Todo comenzó en cuarto de la ESO, cuando Alejandro llegó a nuestro instituto. Timidez, mirada sincera, alma de poeta. Me cautivó al instante. Siete meses después, se enamoró de Marta, una compañera astuta y burlona. Ella fingía corresponderle, manipulándolo como un títere. Hasta lo presentó a sus padres, quienes celebraban tener un «novio ejemplar». Mientras, Marta coqueteaba con el chico más popular, Adrián. Alejandro ignoró las señales hasta que los pilló juntos en una fiesta. Aun así, no se alejó; siguió siendo su escudo. Los padres de Marta odiaban a Adrián por «gamberro», y él seguía siendo el «yerno perfecto». Compartía a Marta en silencio. Yo, su amiga, escuchaba sus excusas, su llanto, su angustia. Así pasaron años.
Luego vino Clara: dulce, divertida, pero incapaz de compromiso. Alejandro soñaba con familia, hijos. Cuando ella dijo «sí» a su propuesta de matrimonio, él creyó en el «para siempre». Pero la mañana de la boda, Clara huyó sin vestido ni explicaciones. Alejandro se hundió en la desesperación. Yo estaba allí, ya como su compañera de trabajo. Lo vi ahogar el dolor en proyectos, jurando no amar jamás. Hasta que apareció Sofía: alma de las fiestas, risa contagiosa. Todos la adoraban, y ella parecía adorar a todos. Alejandro se entregó sin reservas. Luego descubrió que esperaba un hijo de otro. Al nacer, el padre biológico lo rechazó. Alejandro le dio su apellido, lo crió como propio. Sofía le fue infiel repetidamente, pero él aguantó: por el niño, por el amor que aún ardía. Hasta que ella lo sorprendió pidiéndole que fuera padrino en su boda con otro. Él aceptó, quedándose al cuidado del pequeño, justificando su inconstancia.

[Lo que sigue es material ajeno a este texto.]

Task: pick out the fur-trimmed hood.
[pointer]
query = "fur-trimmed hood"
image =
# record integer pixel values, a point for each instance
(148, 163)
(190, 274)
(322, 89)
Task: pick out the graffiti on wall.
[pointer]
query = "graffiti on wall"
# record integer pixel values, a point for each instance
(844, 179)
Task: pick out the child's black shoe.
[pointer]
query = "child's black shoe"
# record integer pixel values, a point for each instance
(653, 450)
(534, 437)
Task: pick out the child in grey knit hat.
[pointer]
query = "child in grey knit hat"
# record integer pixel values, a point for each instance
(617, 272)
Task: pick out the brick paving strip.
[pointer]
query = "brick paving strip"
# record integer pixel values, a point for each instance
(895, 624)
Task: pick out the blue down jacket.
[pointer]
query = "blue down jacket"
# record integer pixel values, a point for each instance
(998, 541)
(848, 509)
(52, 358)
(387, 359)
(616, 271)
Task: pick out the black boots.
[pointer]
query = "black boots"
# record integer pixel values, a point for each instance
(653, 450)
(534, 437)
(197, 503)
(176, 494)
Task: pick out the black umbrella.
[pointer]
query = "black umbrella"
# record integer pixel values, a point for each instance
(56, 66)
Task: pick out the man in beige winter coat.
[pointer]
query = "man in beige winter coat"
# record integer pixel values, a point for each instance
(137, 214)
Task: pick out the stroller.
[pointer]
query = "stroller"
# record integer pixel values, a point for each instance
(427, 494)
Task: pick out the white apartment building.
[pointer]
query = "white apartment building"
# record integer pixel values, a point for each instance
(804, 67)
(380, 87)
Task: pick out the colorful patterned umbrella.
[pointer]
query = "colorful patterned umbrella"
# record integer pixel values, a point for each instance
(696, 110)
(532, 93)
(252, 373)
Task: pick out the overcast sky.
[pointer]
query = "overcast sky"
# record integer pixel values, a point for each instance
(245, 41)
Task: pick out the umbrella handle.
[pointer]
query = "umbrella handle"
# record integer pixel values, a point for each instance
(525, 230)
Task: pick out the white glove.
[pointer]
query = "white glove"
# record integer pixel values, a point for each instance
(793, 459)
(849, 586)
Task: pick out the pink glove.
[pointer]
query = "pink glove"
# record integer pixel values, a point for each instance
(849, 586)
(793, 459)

Después llegó Nuria: exigente como una diva. Lo obligaba a llevarla a restaurantes caros, servirle desayunos en la cama, organizar viajes lujosos. Tres años dobló la espalda por ella, hasta que ella lo humilló en un avión por una demora de una hora. Allí mismo lo abandonó, gritando que no merecía su brillo. Luego fue Paula: celosa hasta la obsesión. Alejandro, fiel como un perro, nunca dio motivos. Pero ella me odió a mí, su amiga. Trabajábamos juntos, inseparables como hermanos. Paula exigió que renunciara por mi culpa. «En casa solo hablas de ella», decía. Sí, compartíamos días enteros, pero solo había amistad. Yo lo amaba en secreto; él no lo veía. Tenía un novio, Carlos, que sabía: mi corazón pertenecía a otro. Resignado, vivió esperando un milagro. Alejandro seguía buscando amores nuevos, creyendo en su pureza. Así nos separamos diez años.

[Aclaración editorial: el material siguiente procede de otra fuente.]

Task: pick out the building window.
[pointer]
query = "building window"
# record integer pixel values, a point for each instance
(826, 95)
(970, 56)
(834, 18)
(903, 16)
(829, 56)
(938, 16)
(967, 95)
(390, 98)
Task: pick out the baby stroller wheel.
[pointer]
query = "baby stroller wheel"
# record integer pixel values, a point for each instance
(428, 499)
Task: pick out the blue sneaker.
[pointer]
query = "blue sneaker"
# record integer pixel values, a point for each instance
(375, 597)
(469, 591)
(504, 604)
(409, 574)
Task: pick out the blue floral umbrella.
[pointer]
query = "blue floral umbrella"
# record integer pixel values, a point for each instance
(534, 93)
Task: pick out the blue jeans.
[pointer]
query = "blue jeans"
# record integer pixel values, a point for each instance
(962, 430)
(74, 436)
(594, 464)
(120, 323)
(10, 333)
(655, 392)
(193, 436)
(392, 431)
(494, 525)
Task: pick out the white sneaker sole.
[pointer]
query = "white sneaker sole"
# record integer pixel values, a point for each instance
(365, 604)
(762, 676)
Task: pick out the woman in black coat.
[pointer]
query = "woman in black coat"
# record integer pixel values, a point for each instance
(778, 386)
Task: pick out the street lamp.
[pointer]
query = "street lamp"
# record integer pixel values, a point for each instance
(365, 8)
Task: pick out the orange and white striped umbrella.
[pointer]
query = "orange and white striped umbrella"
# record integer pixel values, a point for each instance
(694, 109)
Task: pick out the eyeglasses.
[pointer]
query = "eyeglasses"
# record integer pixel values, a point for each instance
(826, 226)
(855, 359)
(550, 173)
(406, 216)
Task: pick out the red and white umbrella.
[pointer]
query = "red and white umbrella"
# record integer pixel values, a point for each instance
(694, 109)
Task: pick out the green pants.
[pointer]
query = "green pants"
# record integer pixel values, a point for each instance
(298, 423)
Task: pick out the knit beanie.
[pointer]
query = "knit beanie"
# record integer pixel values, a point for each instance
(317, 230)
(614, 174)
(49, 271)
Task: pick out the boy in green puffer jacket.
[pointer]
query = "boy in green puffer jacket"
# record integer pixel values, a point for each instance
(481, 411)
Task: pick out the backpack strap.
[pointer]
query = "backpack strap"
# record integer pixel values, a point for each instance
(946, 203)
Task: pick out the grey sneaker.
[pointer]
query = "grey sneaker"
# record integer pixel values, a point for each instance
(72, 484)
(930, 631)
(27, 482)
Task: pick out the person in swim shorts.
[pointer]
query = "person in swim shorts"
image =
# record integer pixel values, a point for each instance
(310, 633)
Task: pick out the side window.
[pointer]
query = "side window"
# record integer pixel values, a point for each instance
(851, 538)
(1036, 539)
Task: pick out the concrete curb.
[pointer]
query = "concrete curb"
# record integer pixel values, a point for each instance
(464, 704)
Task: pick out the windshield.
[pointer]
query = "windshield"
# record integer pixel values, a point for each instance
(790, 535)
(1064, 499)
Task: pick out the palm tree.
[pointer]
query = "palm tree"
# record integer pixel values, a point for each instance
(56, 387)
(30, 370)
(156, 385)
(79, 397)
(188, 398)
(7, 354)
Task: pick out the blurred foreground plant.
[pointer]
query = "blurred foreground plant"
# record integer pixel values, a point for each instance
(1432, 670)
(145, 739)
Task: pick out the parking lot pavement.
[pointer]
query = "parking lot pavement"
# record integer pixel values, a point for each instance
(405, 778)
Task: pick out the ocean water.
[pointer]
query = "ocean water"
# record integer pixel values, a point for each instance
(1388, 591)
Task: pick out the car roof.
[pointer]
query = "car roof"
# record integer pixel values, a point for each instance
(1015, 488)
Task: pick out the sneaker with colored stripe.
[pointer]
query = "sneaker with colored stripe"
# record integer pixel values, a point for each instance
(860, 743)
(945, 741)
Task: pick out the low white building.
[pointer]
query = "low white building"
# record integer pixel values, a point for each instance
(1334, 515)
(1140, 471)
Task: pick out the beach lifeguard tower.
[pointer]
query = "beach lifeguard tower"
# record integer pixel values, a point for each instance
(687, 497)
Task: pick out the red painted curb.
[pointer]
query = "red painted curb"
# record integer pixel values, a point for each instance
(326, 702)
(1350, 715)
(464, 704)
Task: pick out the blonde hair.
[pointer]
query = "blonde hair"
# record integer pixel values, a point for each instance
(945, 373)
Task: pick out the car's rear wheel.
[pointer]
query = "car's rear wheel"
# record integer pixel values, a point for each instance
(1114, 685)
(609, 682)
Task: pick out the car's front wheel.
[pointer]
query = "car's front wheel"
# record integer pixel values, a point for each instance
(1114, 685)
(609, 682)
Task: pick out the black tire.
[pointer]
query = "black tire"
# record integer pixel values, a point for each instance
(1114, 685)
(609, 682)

Una década después, nos encontramos en una cafetería de la Plaza Mayor. El tiempo se detuvo. Hablamos horas, reímos, recordamos. Yo no me casé; él tampoco. En esos años, él tuvo tres relaciones vacías; yo dejé a Carlos cuando encontró a alguien que lo amó por completo. Yo esperaba a Alejandro. «No encontraré un amor verdadero con quien compartir la vida. Quizá no lo merezco», murmuró él, mirando su taza vacía. Entonces no aguanté más: lo besé. Él se apartó: «¿Qué haces? ¡No es compasión!» ¿Compasión? Yo solo me compadecía de mis años callados. «Alejandro, ¿nunca viste que te amo desde el instituto?», balbuceé temblorosa. Él se paralizó. Confesó que también me amaba, pero me veía solo como amiga, temía preguntar, arruinar lo nuestro. Perdimos veinte años por esa ceguera.
Llevamos ya veintidós juntos. Nuestra hija Marta, igual que su madre, me confesó su primer amor. Su chico es bueno, auténtico; se nota que la adora. ¿Qué le dije? «No esperes dos décadas como nosotros. Vive tu amor ahora». Alejandro y yo perdimos tanto tiempo, pero al fin llegó nuestra hora. Agradezco al destino cada día a su lado: por su bondad, por su corazón que tanto buscó mi calor en brazos ajenos. La vida es cruel, pero a veces concede segundas oportunidades. La agarramos fuerte, y jamás la soltaremos.